Neptun

Neptun jest ósmą, czyli najdalej oddaloną planetą od Słońca Układu Słonecznego. Jego masywność jest siedemnaście razy większa od naszej planety Ziemi. Historia odkrycia Neptuna jest zgoła ciekawostką, ponieważ została odkryta na drodze matematycznej dedukcji, nie przez przypadkowe obserwacje w tysiąc osiemset czterdziestym szóstym roku, dwudziestego trzeciego września. Wszystko przez Urana, którego obserwacje nasuneły naukowcom wnioski, iż pojawiające się perturbacje muszą wynikać z oddziaływania innej planety, jeszcze bardziej oddalonej. Jak się okazało, wynika to z obrotów właśnie Neptuna, którego jeszcze wtedy nie dało się sklasyfikować, czy jest planetą czy mniejszym ciałem niebieskim. Neptun został odkryty w tysiąc osiemset czterdziestym szóstym roku. Religia i wiara Jak się okazało, po przejrzeniu zapisków Galileusza, kiedy on dokonywał badań nieba, miał już do czynienia z tym ciałem niebieskim, jednak jeszcze nie wiedział, że jest to nieznzna planeta. Nazwa pochodzi z mitologii, gdzie Neptun oznacza boga wszelkich wód. Mars Czerwona planeta naszego Układu Słonecznego nosi imię rzymskiego boga wojny, Marsa. Jeszcze pod koniec XIX wieku astronomowie sądzili, że okresowe zmiany barwy, jakie obserwowali na Marsie, są związane z obecnością roślinności. W ich wyobraźni uczonych cywilizacja na Marsie przewyższała naszą. Odkrycie kanałów na Marsie rozbudziło ludzką ciekawość, a dzięki temu powstało wiele kosmicznych powieści i filmów. Dziś wiemy jednak, że zbyt cienka powłoka Marsa uniemożliwia rozwój życia na czerwonej Planecie. Ale dawno temu marsjańska atmosfera mogła być grubsza. Sondy kosmiczne przesłały zdjęcia zagłębień terenu, które przypominają wyschnięte koryta rzek. Z wielu badań wynika też, że na Marsie była niegdyś woda. Zachęca to wielu uczonych do szukania tam śladów życia.
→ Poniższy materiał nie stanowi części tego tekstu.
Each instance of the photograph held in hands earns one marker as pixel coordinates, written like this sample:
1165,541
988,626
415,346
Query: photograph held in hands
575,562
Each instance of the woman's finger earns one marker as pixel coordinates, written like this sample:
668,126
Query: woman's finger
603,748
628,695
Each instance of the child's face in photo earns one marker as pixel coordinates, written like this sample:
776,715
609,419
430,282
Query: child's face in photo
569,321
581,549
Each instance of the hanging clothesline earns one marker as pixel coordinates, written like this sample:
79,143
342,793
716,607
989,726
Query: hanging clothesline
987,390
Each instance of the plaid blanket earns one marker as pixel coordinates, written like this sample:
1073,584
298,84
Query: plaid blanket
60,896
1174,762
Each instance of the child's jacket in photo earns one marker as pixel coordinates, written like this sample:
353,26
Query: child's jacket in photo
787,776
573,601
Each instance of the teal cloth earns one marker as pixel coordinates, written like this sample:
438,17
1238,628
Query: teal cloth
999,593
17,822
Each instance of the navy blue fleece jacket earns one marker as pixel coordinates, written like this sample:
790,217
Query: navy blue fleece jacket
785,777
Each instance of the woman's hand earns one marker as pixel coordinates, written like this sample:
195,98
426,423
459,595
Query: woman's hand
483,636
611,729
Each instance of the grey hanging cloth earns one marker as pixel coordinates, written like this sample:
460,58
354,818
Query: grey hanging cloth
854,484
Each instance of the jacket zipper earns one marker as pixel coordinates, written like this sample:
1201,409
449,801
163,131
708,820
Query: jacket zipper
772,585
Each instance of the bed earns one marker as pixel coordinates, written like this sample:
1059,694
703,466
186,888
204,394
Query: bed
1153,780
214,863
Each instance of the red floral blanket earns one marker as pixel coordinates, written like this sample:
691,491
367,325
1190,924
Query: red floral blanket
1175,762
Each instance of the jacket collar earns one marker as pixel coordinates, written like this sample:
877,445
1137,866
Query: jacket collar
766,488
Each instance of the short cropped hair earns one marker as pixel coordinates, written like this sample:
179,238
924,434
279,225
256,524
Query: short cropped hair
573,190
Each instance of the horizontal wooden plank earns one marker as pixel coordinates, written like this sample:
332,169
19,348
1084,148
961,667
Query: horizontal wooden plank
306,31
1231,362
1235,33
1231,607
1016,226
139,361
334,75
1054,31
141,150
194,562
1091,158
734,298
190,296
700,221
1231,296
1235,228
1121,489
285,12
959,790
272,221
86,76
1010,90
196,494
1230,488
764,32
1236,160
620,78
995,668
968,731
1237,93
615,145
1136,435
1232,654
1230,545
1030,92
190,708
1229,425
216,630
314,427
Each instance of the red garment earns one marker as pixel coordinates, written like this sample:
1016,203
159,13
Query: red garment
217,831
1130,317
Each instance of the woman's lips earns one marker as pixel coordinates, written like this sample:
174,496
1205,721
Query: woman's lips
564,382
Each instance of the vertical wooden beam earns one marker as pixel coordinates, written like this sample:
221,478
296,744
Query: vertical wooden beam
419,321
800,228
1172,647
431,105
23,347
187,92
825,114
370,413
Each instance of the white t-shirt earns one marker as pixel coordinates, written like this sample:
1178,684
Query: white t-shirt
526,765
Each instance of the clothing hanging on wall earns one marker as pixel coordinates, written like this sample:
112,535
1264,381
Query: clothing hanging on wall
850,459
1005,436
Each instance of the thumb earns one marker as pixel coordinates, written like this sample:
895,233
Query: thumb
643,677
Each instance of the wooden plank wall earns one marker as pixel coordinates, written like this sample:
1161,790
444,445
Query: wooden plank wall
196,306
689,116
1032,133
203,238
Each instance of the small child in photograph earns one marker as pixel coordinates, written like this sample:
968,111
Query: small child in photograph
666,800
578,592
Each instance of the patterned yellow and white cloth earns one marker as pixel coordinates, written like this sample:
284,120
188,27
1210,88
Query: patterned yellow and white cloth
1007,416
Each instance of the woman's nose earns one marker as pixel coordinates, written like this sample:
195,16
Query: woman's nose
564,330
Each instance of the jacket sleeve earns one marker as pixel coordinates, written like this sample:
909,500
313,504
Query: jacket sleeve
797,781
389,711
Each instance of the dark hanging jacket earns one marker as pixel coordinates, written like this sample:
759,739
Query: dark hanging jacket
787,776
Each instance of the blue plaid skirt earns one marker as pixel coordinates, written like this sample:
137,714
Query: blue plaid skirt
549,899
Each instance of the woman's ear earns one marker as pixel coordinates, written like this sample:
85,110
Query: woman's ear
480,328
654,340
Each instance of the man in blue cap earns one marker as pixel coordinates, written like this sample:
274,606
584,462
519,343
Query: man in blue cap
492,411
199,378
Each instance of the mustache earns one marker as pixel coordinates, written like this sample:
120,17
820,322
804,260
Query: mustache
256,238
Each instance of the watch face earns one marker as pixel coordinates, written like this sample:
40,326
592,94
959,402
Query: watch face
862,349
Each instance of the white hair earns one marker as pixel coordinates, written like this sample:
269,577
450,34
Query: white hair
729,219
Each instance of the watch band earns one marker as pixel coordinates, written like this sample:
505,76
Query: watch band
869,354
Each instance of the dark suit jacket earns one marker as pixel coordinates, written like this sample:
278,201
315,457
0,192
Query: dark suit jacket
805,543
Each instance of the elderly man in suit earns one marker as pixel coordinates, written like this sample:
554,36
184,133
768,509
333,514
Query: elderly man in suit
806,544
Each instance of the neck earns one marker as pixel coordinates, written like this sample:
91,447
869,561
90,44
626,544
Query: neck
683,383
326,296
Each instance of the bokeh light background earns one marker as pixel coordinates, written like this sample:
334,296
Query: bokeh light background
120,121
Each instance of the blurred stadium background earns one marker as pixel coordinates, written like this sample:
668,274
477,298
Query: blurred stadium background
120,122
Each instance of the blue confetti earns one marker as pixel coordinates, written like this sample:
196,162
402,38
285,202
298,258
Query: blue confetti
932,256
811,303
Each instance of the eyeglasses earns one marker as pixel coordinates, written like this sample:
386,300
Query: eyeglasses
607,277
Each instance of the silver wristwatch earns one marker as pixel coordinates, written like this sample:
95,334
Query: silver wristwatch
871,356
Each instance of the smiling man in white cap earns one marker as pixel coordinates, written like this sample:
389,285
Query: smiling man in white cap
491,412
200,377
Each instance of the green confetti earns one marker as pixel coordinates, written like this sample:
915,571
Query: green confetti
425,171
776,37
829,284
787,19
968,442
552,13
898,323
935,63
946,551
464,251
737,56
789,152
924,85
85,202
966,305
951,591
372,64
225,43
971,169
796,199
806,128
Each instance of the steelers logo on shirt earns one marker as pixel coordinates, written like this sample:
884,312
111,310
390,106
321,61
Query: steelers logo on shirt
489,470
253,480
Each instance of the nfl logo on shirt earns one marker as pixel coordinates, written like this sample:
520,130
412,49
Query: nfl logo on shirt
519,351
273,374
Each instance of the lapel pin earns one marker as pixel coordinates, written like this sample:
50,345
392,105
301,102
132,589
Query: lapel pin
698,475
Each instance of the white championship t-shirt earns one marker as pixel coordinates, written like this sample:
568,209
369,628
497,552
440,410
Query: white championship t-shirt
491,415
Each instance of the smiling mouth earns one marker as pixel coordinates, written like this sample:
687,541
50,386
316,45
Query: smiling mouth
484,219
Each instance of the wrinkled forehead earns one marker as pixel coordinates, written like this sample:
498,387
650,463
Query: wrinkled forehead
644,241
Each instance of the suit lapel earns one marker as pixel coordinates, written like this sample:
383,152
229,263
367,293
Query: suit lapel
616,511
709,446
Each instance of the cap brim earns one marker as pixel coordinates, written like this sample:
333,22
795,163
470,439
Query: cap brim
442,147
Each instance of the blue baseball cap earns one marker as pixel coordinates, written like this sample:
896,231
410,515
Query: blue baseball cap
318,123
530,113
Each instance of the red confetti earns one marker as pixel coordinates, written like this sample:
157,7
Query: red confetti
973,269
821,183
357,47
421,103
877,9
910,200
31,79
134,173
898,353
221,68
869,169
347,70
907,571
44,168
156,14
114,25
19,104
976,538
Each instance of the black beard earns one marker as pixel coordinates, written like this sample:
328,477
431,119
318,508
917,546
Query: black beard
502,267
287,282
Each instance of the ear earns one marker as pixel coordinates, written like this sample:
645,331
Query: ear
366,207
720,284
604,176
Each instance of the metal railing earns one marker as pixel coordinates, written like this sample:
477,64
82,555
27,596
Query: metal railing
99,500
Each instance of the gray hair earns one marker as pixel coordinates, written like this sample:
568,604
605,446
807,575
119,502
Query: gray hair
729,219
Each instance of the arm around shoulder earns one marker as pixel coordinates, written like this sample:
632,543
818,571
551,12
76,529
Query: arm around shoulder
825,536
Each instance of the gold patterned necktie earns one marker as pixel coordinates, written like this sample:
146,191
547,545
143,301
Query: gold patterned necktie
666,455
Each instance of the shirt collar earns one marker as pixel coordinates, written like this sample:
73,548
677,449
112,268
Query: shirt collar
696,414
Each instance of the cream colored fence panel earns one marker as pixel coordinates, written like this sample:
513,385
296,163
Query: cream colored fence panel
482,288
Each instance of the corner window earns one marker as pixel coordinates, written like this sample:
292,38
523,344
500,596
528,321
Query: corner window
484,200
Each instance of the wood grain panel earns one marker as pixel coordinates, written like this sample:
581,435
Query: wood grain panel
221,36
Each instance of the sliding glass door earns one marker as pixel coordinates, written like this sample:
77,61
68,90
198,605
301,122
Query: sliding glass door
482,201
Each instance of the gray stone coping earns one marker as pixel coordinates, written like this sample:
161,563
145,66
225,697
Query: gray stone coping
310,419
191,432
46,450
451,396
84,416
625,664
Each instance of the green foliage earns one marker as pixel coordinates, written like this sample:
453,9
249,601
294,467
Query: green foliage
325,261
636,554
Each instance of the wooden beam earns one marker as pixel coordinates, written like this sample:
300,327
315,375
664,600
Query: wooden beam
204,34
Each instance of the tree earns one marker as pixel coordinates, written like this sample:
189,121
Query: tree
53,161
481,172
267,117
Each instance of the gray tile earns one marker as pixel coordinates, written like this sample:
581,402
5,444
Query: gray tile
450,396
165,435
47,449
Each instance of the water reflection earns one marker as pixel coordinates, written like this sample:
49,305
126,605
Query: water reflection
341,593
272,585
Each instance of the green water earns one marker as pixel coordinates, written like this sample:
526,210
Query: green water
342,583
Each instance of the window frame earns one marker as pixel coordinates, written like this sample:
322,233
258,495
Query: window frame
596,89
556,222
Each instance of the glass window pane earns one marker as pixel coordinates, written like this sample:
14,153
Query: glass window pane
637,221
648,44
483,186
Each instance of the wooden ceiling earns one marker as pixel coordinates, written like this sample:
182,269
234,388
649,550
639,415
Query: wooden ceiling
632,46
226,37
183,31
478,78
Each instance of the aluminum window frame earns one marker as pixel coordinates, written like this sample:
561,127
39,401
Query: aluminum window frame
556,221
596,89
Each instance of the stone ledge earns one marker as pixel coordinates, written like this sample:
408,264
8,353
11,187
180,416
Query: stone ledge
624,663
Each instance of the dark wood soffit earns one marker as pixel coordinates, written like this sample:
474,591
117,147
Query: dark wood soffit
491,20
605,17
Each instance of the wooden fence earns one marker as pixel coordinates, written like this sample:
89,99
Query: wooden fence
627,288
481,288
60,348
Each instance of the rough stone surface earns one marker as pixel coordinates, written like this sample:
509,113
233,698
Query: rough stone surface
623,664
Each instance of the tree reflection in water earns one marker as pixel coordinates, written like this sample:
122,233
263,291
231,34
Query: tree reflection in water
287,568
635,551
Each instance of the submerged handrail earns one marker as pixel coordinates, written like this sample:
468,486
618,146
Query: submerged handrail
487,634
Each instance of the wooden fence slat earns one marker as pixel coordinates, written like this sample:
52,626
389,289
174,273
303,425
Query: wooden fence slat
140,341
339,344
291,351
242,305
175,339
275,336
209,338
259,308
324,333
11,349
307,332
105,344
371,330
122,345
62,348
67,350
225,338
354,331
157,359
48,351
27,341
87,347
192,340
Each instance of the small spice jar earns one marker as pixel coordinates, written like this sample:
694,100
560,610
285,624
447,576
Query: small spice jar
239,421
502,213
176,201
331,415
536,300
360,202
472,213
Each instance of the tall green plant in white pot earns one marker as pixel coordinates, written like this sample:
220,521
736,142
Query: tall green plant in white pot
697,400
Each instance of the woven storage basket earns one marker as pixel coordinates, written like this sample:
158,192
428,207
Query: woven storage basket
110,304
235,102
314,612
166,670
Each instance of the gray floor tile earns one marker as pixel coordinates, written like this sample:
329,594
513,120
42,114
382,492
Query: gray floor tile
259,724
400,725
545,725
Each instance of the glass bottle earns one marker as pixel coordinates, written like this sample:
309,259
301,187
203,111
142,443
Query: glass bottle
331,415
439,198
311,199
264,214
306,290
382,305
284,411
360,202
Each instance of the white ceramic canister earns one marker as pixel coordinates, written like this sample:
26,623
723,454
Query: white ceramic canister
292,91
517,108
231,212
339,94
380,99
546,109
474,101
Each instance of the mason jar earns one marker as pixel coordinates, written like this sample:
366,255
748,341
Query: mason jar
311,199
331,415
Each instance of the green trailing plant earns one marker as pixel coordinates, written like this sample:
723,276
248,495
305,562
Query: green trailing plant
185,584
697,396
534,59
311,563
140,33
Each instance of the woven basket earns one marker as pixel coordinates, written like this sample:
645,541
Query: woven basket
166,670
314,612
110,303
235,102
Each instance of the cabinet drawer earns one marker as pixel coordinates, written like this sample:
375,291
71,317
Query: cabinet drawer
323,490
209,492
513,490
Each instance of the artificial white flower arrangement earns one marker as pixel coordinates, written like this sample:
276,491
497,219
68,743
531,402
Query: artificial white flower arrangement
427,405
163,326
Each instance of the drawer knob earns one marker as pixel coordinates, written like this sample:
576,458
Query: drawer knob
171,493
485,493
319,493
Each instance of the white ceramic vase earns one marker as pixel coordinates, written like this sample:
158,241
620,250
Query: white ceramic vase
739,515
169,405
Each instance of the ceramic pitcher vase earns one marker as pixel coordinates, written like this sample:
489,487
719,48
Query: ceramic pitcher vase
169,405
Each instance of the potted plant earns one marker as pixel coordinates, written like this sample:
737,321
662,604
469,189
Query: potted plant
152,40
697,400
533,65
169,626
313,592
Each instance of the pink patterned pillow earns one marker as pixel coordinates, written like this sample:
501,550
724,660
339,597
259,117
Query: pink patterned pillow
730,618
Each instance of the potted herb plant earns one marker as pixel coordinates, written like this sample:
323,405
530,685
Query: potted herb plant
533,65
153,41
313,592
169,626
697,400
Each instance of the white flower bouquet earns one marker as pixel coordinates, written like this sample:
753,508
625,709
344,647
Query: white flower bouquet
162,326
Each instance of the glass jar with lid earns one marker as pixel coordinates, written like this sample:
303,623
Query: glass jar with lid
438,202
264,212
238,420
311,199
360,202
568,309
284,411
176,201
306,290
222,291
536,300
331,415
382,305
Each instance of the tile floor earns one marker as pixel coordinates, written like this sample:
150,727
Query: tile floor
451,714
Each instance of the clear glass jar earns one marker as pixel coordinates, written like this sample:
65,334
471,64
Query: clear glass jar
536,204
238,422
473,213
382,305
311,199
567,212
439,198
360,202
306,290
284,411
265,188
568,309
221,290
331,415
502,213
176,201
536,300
Oczywiście nie spodziewają się rozwiniętej cywilizacji, liczą raczej na znalezienie bardzo prymitywnych organizmów, takich jak na przykład bakterie.

Franz Encke

W 1824 roku niemiecki astronom Johann Franz Encke przeanalizował wyniki obserwacji obu XVIIIwiecznych tranzytów i doszedł do wniosku, że paralaksa słoneczna wynosi 8.58 sekundy łuku, co odpowiadało średniej odległości między Ziemią i Słońcem równej 153.3 min km. Religia i wiara Jednakże 30 lat później duński astronom Peter Andreas Hansen, badając wywołane przez grawitację Słońca perturbacje ruchu Księżyca, stwierdził że wartość podawana przez Enckego jest zawyżona. W 1862 roku jego teza została podbudowana przez pomiary paralaksy Marsa (którą obliczono, zaobserwowawszy pozycję planety na tle gwiazd z dwóch miejsc położonych w dużej odległości od siebie). Wynikało z nich, że jednostka astronomiczna ma wartość od 146.5 do 148.9 min km. Z tych powodów w przeddzień XIXwiecznych tranzytów Wenus nadal nie znano dokładnej odległości do Słońca. George B. Airy brytyjski astronom królewski, stwierdził w połowie XIX wieku, że wyznaczenie paralaksy słonecznej jest „najwznioślejszym zadaniem astronomii”.